Quadratic forms and Sobolev spaces of fractional order

TL;DR

This paper investigates quadratic functionals related to fractional Sobolev spaces, demonstrating their equivalence to standard seminorms and providing a framework for discrete approximations with applications to Markov jump processes.

Contribution

It introduces a novel class of quadratic functionals involving inhomogeneous double cones, proving their equivalence to standard Sobolev seminorms and establishing a general scheme for discrete approximations.

Findings

Quadratic functionals are comparable to standard Sobolev seminorms.

A general scheme for discrete approximations of nonlocal quadratic forms is developed.

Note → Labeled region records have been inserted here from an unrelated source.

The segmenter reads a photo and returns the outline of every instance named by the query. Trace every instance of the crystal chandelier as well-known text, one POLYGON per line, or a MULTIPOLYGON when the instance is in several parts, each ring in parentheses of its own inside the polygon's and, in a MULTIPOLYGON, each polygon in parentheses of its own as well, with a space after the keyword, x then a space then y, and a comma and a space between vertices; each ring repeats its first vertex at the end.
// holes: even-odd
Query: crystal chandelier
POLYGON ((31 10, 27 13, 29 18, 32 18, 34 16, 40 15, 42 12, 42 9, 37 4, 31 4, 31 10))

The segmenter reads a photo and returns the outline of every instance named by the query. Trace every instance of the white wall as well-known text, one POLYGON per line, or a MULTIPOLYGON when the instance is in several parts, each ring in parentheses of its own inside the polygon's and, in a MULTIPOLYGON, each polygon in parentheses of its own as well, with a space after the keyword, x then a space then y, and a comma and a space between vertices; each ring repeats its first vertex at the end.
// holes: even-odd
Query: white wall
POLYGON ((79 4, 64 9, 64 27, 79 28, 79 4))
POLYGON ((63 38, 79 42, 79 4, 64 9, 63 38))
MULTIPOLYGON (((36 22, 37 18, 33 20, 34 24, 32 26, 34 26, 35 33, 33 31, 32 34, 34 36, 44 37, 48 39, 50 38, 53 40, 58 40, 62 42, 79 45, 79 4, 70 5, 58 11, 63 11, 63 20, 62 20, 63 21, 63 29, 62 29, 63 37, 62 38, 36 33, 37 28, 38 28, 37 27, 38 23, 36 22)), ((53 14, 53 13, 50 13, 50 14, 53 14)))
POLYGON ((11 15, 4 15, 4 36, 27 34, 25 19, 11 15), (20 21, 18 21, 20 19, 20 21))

Applications to Markov jump processes are discussed.

Abstract

We study quadratic functionals on $L^2(\mathbb{R}^d)$ that generate seminorms in the fractional Sobolev space $H^s(\mathbb{R}^d)$ for $0 < s < 1$. The functionals under consideration appear in the study of Markov jump processes and, independently, in recent research on the Boltzmann equation. The functional measures differentiability of a function $f$ in a similar way as the seminorm of $H^s(\mathbb{R}^d)$. The major difference is that differences $f(y) - f(x)$ are taken into account only if $y$ lies in some double cone with apex at $x$ or vice versa. The configuration of double cones is allowed to be inhomogeneous without any assumption on the spatial regularity. We prove that the resulting seminorm is comparable to the standard one of $H^s(\mathbb{R}^d)$. The proof follows from a similar result on discrete quadratic forms in $\mathbb{Z}^d$, which is our second main result. We establish a general scheme for discrete approximations of nonlocal quadratic forms. Applications to Markov jump processes are discussed.